There are many threats against our recorded material but the one I am focused on today is keeping files that you have recorded, safe from getting lost or corrupted.  There are three main threats. One, Your hard drive breaking. Two, your project file getting corrupted and three, your files getting lost because of your own disorganization.


Hard Drive Failure



There's death, taxes and hard drive failure.  It will happen. I’ve had the most expensive drives fail.  I treat a hard drive like it has an expiry date on it. Two years is the maximum amount of time that I’ll use one.  I buy the inexpensive western digital portable 4TB drives. I buy them in two’s. They both get labelled on the physical hard drive and electronically on the desktop.  If I was activating one today (The writing of this Blog) It would be labeled Audio 2020-02 and the second would be labeled Audio 2020-02 BU. This way if I have multiple hard drives plugged into my computer I can easily eject one and be able to find the physical drive to unplug it.

At the end of each session I copy the file from the primary to the back up.  I have another step most people do not need. Because I am pushing my DAW to the max I need a quicker hard drive.  I use an SSD to work off of and then transfer them off the drive when I am done.

If anything strange happens, for example, a drive isn’t immediately recognized by my computer or anything unexpected I retire the drive and it's back up right away and get new ones.


Project File Corruption


The project file within your DAW doesn’t have any audio.  What your DAW does is tell you computer when to play the wav files you created.  It is a “traffic cop”. If this file gets corrupted you will still have your audio files but no way of recreating your project.  If you have multiple takes and several tracks it would take more time to recreate the song than to start over and record again. Your DAW likely makes auto backups.  You can not rely on them but they are a good “go to” first line of defense. Here is what I do. When I start a song I will have my original project file. Each time I open the song I “SAVE AS” a new project in the same folder.  If I do any significant work I will also do the same thing. This way if my latest project file gets corrupted I can go back to a former one that was working. I’ve found that since I’ve been doing this I haven’t had a project file corrupt.  My theory is that when you have a project file that gets worked on for months and gets more complex each time the computer has more of a chance of getting a glitch. I have no proof of this, as I mentioned it is my own personal theory.


File Naming


This is where you can protect your music against yourself!  If you’ve ever made a final copy and labeled it “Final”, You know what I mean.  It's never done. We end up naming things, “final, final copy”, “real final copy”, and my favorite “Oh crap the really really final copy”.  Here is what I do to protect against this.

On my drive I create a master file for each client.

Within the master file I create a file for each song, preproduction and masters.

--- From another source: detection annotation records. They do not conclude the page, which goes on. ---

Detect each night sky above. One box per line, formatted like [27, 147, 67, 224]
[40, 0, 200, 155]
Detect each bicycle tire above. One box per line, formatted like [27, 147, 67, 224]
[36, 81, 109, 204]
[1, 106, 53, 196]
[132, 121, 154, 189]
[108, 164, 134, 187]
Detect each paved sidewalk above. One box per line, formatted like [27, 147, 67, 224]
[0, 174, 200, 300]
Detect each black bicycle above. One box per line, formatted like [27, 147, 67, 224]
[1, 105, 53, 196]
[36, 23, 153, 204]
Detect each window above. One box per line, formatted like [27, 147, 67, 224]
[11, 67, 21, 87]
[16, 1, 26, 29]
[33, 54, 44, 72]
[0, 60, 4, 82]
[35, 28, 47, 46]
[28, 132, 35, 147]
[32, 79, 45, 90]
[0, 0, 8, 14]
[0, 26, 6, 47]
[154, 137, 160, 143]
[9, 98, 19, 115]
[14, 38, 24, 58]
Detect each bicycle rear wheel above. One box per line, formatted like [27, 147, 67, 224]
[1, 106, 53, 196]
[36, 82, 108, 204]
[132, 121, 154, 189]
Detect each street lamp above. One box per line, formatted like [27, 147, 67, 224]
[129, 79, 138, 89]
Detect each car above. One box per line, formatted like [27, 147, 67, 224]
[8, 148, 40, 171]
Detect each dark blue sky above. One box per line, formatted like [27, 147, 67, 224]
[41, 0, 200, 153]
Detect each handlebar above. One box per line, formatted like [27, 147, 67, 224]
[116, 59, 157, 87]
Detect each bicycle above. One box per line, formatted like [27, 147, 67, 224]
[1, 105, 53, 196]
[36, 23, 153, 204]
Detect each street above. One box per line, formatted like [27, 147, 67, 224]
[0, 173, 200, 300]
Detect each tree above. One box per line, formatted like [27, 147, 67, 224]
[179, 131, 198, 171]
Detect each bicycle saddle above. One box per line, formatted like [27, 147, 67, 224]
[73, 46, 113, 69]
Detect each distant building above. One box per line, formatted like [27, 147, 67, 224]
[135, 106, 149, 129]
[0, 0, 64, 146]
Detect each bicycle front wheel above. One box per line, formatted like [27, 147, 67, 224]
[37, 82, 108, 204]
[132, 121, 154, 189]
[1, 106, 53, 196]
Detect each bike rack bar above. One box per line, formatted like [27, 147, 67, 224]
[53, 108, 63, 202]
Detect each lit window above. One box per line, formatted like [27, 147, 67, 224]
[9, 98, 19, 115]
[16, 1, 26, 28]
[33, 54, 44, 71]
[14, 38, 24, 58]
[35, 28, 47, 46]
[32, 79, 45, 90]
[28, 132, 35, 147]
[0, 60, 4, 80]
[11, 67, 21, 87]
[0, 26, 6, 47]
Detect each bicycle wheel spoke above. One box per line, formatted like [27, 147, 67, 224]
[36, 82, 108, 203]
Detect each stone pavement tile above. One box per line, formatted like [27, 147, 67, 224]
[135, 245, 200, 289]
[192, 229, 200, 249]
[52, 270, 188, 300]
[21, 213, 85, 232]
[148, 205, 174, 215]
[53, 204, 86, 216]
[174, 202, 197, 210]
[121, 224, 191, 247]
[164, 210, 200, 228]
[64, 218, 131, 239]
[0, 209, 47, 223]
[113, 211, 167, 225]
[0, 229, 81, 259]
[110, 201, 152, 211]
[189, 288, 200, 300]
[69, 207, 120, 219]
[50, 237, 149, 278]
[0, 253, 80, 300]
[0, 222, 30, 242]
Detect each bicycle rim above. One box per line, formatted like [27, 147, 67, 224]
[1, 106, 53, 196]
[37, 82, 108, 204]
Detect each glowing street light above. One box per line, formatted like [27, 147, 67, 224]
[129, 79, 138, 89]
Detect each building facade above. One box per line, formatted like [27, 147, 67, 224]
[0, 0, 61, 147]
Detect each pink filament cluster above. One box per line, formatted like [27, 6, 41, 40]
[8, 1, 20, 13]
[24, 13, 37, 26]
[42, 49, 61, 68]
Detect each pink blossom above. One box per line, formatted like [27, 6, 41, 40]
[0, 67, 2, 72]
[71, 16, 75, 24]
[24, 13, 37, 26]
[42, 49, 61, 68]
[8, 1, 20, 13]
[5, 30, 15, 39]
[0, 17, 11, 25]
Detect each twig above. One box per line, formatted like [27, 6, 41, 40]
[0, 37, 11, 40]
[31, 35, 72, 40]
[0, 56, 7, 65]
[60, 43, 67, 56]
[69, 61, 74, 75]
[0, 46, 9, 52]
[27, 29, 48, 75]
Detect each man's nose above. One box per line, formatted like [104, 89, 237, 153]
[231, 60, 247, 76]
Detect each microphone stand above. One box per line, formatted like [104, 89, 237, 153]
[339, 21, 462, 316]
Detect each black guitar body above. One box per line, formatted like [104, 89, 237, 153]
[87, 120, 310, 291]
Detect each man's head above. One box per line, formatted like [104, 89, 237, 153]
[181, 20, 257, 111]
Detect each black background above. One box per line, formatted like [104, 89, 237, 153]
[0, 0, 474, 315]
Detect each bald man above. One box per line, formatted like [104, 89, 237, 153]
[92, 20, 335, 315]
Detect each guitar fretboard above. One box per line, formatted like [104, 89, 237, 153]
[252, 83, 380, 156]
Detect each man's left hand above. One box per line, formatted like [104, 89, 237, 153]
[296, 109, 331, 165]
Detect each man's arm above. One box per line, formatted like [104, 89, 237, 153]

Within each song I store the project files.

The project file naming protocol is very important.

I label them, SONG NAME Year/Month/Day/Version/Notes

An example would be, New song 2020-02-04.1 drum tracking

When I open the file again I save as New song 2020-02-05.1 Bass tracking

If I record more on that day I will create a new version New song 2020-02-05.2 Vocals

This way each time I create a new file it goes to the bottom in my folder structure.  If I need to go back I can clearly see where I will find what I am looking for.


Conclusion


This is a pretty vanilla topic until you lose a recording.  Getting this right has saved me time, money and much heartache.


I hope you never lose any of your recorded material.